1.3 Micron Photodetectors Enabled by the SPARK Effect

Abstract

In this work, we present a graphene-based photodetector operating at a wavelength of 1310 nm. The device leverages the SPARK effect, which has previously been investigated only at 1550 nm. It features a hybrid waveguide structure comprising hydrogenated amorphous silicon, graphene, and crystalline silicon. Upon optical illumination, defect states release charge carriers into the graphene layer, modulating the thermionic current across the graphene/crystalline silicon Schottky junction. The photodetector demonstrates a peak responsivity of 0.3 A/W at 1310 nm, corresponding to a noise-equivalent power of 0.4 pW/Hz^1/2. The experimental results provide deeper insights into the SPARK effect by enabling the determination of the efficiency × lifetime product of carriers at 1310 nm and its comparison with values previously reported at 1550 nm. The wavelength dependence of this product is analyzed and discussed. Additionally, the response times of the device are measured and evaluated. The silicon-based fabrication approach employed is versatile and does not rely on sub-micron lithography techniques. Notably, reducing the incident optical power enhances the responsivity, making this photodetector highly suitable for power monitoring applications in integrated photonic circuits.

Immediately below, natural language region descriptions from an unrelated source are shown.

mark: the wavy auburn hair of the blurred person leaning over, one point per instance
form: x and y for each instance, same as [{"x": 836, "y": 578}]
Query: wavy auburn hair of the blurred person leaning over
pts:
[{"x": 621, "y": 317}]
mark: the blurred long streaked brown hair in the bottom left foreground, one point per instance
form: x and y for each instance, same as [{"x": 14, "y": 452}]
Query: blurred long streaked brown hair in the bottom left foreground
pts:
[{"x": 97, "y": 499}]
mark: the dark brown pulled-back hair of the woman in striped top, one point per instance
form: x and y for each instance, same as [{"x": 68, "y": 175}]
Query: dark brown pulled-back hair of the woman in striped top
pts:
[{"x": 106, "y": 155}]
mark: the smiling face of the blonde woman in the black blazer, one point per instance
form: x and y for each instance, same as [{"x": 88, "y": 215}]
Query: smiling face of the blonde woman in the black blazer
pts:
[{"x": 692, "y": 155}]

Keywords: graphene; near-infrared; photodetectors; silicon; waveguide.

Figure 1

Band diagram of the Gr/c-Si/Al metal semiconductor metal junction in flat-band conditions [35]. The Gr is capped with the a-Si:H. Under NIR light irradiating the trap states at the a-Si:H/Gr interface, electrons are released in the Gr increasing the Fermi level from $E_F^D$ (Fermi level in dark) to $E_F^L$ (Fermi level upon illumination). Consequently, a higher thermionic current $I_{N,light}^{Gr}$ flows in the device because of the smaller Gr/c-Si Schottky barrier ${\varphi }_B^{Gr}$ [15,32]. ${\Delta \varphi }_B$ represents the Fermi level shift upon NIR illumination while $I_P^{Al}$ the hole current flowing through the Al/c-Si Schottky junction ${\varphi }_B^{Al}$.

Figure 2

(a) Sketch of the Gr-based PD integrated into the hybrid c-Si/a-Si:H WG. (b) SEM image of the fabricated device illustrating the measurements of the incident optical power on the Gr Layer $P_{inc}$. At the top of the image, there is the c-Si/a-Si:H waveguide used for the measurements of the incident optical power $P_{out1}$. The other waveguide includes the SLG layer located between c-Si and a-Si:H, highlighted within the black dashed line.

Figure 3

(a) Photo of the device during electro-optical measurements, showing two probes biasing the PD on the right and the optical fiber aligned with the PD waveguide on the left. (b) IV characteristics of the Gr/c-Si/Al MSM junction in dark conditions. The inset provides a more detailed view over a wider range, focusing on the region where c-Si is grounded and Gr is subjected to a negative bias, representing the typical operating conditions of our photodetector.

Figure 4

(a) Schematic of the experimental setup for measuring incident optical power. (b) Incident optical power values on the Gr layer embedded between a-Si:H and c-Si, measured at varying peak voltages (V_max) of the electrical square wave, ranging from 1.5 V to 5 V.

Figure 5

(a) Schematic of the experimental setup for measuring photogenerated current. (b) Measured photogenerated current values on the Gr layer embedded between a-Si:H and c-Si, measured at different peak voltages (V_max) of the electrical square wave in a range from 1.5 V to 5 V.

Figure 6

(a) Responsivity of the SPARK effect-based PD at 1310 nm as a function of incident optical power, with the corresponding curve fit (red) based on Equation (6). (b) Dependence of the efficiency-lifetime carrier product on incident optical power at 1310 nm (red curve) and 1550 nm (blue curve).

Figure 7

(a) Real-time voltage generation of the photodiode (PD) under 1310 nm-light exposure. (b) Rising part of the real-time photocurrent response, showing a rise time of 22 μs.